Art.5 NYC New Century Artists June 2015
Gallery&Studio Magazine, NYC, June 2015
by Bobbie Leigh
Bold in scope and invention, ART•5! a brilliantly diverse show at New Century Artists Gallery, offers that rare chance to see the work of five artists all of whom deliver an aesthetic wollop. As curator and artist Basha Maryanska says: “Each of the artists in this show follows his or her own vision. They have searched and experimented to arrive at what is truly all their own, not what others do.” Each demonstrates not just an intense personal vision, but courage, perseverance, and the self-confidence to pursue highly individual work.
Kathryn Hart, an abstract painter and sculptor, is an international award- winning, extremely prolific artist, based in Colorado. Hers are works to be studied, not simply glimpsed, as they are imbued with meanings that only become apparent after considerable thought. Consider “Eighteen Inches,” a mixed-media burlap and found objects work, seeded with quirks of meaning. The burlap has been tugged, frayed, pulled and stretched recalling the scene from “Gone With the Wind” when Mammy reduces Scarlett O’Hara’s waist to 18 inches. The struggle, then and now, the artist seems to be saying, is to be one’s own person and not what we are supposed to be for other people.
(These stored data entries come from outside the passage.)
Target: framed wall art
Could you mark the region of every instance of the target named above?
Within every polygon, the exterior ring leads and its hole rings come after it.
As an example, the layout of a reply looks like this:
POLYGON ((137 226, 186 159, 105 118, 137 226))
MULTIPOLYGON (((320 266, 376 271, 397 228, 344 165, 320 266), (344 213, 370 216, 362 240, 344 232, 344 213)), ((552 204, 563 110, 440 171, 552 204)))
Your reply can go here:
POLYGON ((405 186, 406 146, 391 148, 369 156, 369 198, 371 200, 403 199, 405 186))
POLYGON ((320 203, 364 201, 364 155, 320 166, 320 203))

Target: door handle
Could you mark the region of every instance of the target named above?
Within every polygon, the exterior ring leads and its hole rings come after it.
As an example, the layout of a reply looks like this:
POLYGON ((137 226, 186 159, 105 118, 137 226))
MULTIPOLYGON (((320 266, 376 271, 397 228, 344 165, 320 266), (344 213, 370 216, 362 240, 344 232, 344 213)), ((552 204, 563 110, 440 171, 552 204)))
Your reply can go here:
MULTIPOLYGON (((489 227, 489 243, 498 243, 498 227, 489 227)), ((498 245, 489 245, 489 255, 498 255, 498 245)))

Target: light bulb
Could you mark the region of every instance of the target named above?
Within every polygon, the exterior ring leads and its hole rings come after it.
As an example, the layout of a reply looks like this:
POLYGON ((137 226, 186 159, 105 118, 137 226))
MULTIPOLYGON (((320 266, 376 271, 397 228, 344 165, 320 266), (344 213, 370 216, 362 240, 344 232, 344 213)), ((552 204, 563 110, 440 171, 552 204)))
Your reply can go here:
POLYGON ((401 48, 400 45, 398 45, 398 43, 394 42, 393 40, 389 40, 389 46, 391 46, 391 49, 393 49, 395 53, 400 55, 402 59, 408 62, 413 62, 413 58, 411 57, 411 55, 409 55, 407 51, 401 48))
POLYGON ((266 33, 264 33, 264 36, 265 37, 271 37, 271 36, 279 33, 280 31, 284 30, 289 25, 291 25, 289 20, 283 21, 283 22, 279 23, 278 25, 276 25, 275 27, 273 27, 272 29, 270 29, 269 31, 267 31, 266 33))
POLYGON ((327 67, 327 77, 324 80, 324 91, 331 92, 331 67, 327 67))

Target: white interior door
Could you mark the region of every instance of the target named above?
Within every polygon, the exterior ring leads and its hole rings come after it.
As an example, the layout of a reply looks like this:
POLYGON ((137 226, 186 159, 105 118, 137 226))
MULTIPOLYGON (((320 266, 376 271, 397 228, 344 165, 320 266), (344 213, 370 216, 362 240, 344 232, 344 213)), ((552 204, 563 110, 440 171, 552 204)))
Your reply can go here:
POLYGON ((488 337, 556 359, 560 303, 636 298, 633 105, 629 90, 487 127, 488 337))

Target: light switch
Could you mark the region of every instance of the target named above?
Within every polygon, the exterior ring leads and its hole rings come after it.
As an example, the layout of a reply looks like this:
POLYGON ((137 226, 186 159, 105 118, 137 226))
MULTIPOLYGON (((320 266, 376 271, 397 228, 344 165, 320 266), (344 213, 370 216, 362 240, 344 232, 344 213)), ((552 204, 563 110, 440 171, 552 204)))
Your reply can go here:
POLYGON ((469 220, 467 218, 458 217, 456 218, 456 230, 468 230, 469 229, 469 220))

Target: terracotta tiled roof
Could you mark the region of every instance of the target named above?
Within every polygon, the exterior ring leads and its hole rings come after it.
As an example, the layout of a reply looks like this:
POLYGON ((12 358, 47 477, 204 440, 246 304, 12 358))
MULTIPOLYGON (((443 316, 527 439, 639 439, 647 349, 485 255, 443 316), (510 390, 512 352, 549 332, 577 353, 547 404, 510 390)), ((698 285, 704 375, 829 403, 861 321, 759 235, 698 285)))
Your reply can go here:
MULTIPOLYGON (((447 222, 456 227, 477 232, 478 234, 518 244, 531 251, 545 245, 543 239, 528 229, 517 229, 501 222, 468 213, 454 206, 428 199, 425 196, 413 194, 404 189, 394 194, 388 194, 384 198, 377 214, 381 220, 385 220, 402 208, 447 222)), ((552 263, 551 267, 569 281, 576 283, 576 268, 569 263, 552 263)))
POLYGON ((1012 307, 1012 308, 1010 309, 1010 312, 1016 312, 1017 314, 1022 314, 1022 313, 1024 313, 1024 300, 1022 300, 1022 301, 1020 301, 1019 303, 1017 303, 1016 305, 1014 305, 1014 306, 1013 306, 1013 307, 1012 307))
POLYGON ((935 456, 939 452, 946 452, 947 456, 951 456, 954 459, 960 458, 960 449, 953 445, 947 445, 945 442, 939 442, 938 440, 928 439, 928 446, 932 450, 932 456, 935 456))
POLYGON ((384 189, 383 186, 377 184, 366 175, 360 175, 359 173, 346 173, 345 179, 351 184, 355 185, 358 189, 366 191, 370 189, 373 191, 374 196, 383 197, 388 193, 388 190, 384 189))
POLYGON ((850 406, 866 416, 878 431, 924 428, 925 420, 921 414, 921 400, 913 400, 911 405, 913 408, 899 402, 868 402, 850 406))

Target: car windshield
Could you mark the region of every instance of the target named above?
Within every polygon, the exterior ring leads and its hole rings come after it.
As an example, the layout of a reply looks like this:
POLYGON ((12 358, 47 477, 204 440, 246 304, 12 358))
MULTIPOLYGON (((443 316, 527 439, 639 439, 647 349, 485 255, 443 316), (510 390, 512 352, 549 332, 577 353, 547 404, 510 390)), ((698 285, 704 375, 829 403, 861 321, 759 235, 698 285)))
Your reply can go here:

In “Unearthly Misfit,” a mixed media, burlap, and found object construction, the artist’s palette is also subdued, though here black is the primary color. This intriguing work evokes the feelings of alienation characteristic of someone who never belongs, an outsider, always on the periphery looking in. The canvas is gashed at the bottom, and partially stitched together leaving an irregular empty space at one end. “I work on them—stitching—until they breathe on their own,” she says.
Hart is clearly someone who has a profound interest in spiders and their webs. The stitching motif appears in much of her work, partially because of her heritage as the daughter of a plastic surgeon whom she often observed in his operating theater.
Another possibility is that webs are not what they seem—fragile and gauzy. In fact, in her interpretations, they are three- dimensional, displaying a huge range of web architecture, elasticity, and strength. Whether in a piece entitled “Relentless Passage” which hangs away from the wall casting an eery shadow or “Ovonas y Pilar,” Hart’s works are deeply mystical constructions revealing inner truths about herself and women’s place in the wider world.